A economia brasileira não está nos seus melhores dias, mas as coisas poderiam ficar um pouco mais fáceis se o governo admitisse a existência dos problemas.

CELSO MING, O Estado de S.Paulo

17 de julho de 2013 | 02h07

Insistir em que o PIB vai cavalgar acima de 3% neste e nos próximos anos; que a inflação não é esse monstro antropófago apontado por economistas obsessivos e que, ao contrário, está em reversão; que a política fiscal não é tão expansionista quanto se propala nem geradora de serviços de baixa qualidade; que os investimentos, embora um pouco atrasados, estão sendo agilizados e mudando tudo...

Num momento de enorme déficit de confiança, essa retórica de dissimulação, que, em princípio, pretende manter elevado o moral da tropa e tudo o que consegue é esconder os problemas, dificulta o diagnóstico correto, impede a procura de soluções adequadas e aumenta o desânimo (veja o Confira).

Parece óbvio que o potencial do crescimento da economia brasileira esbarra em obstáculos estruturais.
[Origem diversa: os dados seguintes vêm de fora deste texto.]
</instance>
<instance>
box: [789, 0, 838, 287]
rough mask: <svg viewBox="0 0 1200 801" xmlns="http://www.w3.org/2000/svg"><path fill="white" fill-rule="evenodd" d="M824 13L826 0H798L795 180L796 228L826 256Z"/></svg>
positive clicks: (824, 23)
A crise externa não pode ser tomada como a principal limitação quando o consumo interno cresce a mais de 3% ao ano (descontada a inflação) e tem de ser suprido cada vez mais com importações.

Os investimentos não fluem por diversos motivos. O principal deles é que o governo federal não sabe o que quer e sempre reluta a confiar ao setor privado os investimentos dos quais o Tesouro não consegue dar conta.

Embora algo menos aquecida do que há meses, a situação do emprego também é um limitador da expansão da atividade econômica. Se com esse crescimento aí, provavelmente inferior a 2% ao ano, a economia vive momento próximo do pleno emprego, mais apertado estaria o mercado de trabalho se o PIB se expandisse a 3,0% ou 4,0%.

A cada sinal de desaceleração, o governo reage com aumento do gasto público, como se o que faltasse fosse apenas combustível para as máquinas. E, no entanto, o motor vai queimando óleo porque a qualidade da despesa pública é ruim.

Se houve uma mensagem clara das manifestações de junho foi a de que o Estado está emperrado e é ineficiente. Como pode funcionar um governo com 39 ministérios? Que empresa privada tem tantas diretorias? E, no entanto, também aí o governo quer estar sempre com a razão e se mostra avesso a autocríticas.

Se insistir em ampliar ainda mais suas despesas, tirará eficácia à política de juros. Nessas condições, o Banco Central terá de redobrar o aperto monetário para tentar compensar com mais juros o jogo contra da política fiscal.

A falta de sinceridade das autoridades é fator adicional que mina as expectativas. Se insiste em pintar a paisagem de rosa ou em negar a verdadeira dimensão dos fatos, não há como mobilizar a sociedade para os desafios que estão aí. As incertezas parecem ainda maiores do que são, o empresário se fecha na retranca, os investidores externos se desfazem de negócios para fazer caixa e repatriar capitais. O resultado é retração da demanda e o adiamento das soluções.

O reconhecimento da existência desses problemas seria o melhor recomeço.